E' un pallido giogo decostruito sulle rive del morire. Voci dalla strada sono frammenti d'epopee che limano cantici lunari, per noi. L'ancella accurata distribuisce itinerari non commuove. Spighe frutto penne dell'addio decollano sull'unicorno. A sella sgualcita, il ramarro libera la velocità sulla pietra. Nel profondo flut lego civette dialetto e bevo. Al ramo di fumo libero nebbie incombuste, battezzo grappoli d'uva sanata. Le piaghe telluriche al party girocollo sono sopralluogo al cashmere che dipinge vie notturne.
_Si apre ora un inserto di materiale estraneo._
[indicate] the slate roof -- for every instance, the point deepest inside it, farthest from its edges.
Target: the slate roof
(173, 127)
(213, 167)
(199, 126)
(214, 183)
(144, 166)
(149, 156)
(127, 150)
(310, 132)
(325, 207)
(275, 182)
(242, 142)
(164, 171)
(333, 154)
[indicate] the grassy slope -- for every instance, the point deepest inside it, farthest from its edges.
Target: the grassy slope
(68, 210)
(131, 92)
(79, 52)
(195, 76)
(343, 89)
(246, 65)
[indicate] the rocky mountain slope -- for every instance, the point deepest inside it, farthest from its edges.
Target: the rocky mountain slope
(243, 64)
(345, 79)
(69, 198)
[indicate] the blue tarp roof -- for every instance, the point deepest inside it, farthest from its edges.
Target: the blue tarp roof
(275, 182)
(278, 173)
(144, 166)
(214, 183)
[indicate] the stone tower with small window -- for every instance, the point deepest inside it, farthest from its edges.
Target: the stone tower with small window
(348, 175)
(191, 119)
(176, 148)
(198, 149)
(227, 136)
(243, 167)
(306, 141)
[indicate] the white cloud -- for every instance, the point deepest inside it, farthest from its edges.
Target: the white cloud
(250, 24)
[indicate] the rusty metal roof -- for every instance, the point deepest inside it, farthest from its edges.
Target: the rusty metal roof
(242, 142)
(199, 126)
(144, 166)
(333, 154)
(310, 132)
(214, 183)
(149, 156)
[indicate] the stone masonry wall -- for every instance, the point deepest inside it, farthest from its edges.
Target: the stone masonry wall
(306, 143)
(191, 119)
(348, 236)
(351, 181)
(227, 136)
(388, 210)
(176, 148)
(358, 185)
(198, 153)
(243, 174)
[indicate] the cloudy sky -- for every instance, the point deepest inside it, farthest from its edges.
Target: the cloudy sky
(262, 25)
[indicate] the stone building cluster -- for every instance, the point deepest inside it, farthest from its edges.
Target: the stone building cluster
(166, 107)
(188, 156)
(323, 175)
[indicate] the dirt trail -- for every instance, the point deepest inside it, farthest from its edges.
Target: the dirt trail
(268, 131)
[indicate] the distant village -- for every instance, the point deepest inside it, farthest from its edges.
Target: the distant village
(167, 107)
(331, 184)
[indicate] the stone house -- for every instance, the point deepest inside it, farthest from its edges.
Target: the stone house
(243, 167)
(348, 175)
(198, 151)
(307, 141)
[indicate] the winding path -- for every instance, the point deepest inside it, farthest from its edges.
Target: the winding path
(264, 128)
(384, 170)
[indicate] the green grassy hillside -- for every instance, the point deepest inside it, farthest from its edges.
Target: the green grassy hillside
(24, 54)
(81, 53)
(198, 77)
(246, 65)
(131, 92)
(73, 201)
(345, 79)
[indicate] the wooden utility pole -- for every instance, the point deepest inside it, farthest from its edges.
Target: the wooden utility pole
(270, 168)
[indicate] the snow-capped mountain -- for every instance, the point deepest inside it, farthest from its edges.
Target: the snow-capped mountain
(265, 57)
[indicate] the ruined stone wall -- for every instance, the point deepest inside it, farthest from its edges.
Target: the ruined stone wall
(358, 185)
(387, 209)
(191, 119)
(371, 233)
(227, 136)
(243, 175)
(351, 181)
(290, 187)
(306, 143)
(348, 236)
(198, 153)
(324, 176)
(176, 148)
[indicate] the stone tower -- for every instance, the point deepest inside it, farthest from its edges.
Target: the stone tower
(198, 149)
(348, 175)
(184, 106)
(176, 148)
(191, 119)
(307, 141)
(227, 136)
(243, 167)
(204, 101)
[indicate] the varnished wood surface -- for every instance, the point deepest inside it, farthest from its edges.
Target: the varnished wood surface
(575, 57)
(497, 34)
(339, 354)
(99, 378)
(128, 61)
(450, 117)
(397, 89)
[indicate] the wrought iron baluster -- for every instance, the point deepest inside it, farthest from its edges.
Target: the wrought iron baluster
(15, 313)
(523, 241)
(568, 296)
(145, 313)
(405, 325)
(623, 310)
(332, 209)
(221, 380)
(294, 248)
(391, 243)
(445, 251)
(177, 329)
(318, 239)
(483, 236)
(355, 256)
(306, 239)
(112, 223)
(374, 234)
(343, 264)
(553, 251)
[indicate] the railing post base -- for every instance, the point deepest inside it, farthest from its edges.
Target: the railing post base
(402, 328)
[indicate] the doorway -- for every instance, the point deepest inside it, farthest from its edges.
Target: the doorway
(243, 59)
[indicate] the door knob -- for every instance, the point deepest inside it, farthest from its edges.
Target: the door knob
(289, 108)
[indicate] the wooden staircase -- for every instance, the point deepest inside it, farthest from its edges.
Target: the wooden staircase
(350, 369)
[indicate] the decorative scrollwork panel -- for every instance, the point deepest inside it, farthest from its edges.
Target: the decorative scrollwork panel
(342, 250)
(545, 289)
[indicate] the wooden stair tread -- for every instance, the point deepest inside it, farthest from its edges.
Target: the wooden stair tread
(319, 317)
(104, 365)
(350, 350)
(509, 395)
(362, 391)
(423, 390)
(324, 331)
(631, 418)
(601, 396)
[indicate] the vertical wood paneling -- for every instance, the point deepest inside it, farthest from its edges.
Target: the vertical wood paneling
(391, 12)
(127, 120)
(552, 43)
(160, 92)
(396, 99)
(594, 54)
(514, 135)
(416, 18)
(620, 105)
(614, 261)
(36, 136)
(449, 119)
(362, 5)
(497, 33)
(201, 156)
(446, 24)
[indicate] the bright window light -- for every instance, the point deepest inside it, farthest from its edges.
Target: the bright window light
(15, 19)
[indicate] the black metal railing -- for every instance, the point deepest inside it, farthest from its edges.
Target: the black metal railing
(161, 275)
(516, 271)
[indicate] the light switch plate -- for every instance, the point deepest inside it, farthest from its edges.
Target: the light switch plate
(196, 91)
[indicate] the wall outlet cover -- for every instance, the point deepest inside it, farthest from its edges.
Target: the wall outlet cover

In regia la difesa a zona regge la brughiera legata all'onda porta biciclette. Per me è l'ora della siesta.


( B.d'A. )

171


 - L'indipendente -


Passeggiava oggi la manica diveniva moda nello spirito fiacco che arricchisce. L'unità astronomica di collette abrase contorse comete su tracce di Gesù nuovo. La fortuna ammise frasi che sarebbero state vetta su labbra d'acciaio. Nonostante fosse palese i partecipanti con dialettica il talento per chi partecipava lo videro cateratte tolte dal binario. Con la frazione anziana a braccio teso il Guru del partito limò corna cellophane infilandosi il cappello. Indossava la mantellina, guanti per affrontare venti geometrici. Lo scolaretto tifone grattava sul muro della città la discesa alpina attraverso cui sarebbe salito sull'Olimpo degli dei. Di nuovo il coro con la postura a trionfo salì sul grafico.